Calculating the denominator:

[tex]2 \pi (45 \times 10^3)^2 \approx 1.27 \times 10^{10} \text{ m}^2[/tex]

Thus:

[tex]I \approx \frac{65 \times 10^4}{1.27 \times 10^{10}} \approx 0.051 \text{ W/m}^2[/tex]

(c) Maximum Amplitude of the Electric Field:

The intensity is related to the amplitude of the electric field [tex]E_0[/tex] by:

[tex]I = \frac{c \varepsilon_0 E_0^2}{2}[/tex]

Solving for [tex]E_0[/tex]:

[tex]E_0 = \sqrt{\frac{2I}{c \varepsilon_0}}[/tex]

Where [tex]\varepsilon_0 = 8.85 \times 10^{-12} \text{ F/m}[/tex] is the permittivity of free space. Substituting the values:

[tex]E_0 = \sqrt{\frac{2 \times 0.051}{3 \times 10^8 \times 8.85 \times 10^{-12}}}\approx 0.19 \text{ V/m}[/tex]
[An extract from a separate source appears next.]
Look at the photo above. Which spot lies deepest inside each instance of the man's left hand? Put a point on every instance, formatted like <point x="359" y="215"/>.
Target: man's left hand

(d) Radiation Pressure on the Receiver:

Radiation pressure [tex]P_r[/tex] for totally absorbed radiation is given by:

[tex]P_r = \frac{I}{c}[/tex]

Substituting the intensity:

[tex]P_r = \frac{0.051}{3 \times 10^8} \approx 1.7 \times 10^{-10} \text{ N/m}^2[/tex]

(e) Magnitude of the Maximum Electric Force on an Electron:

The electric force [tex]F[/tex] on an electron is given by:

[tex]F = e \cdot E_0[/tex]

Where [tex]e \approx 1.6 \times 10^{-19} \text{ C}[/tex] is the elementary charge. Using the electric field amplitude:

[tex]F \approx 1.6 \times 10^{-19} \times 0.19 \approx 3.04 \times 10^{-20} \text{ N}[/tex]

These calculations provide insights into the nature and effects of the radio transmission on the receiver.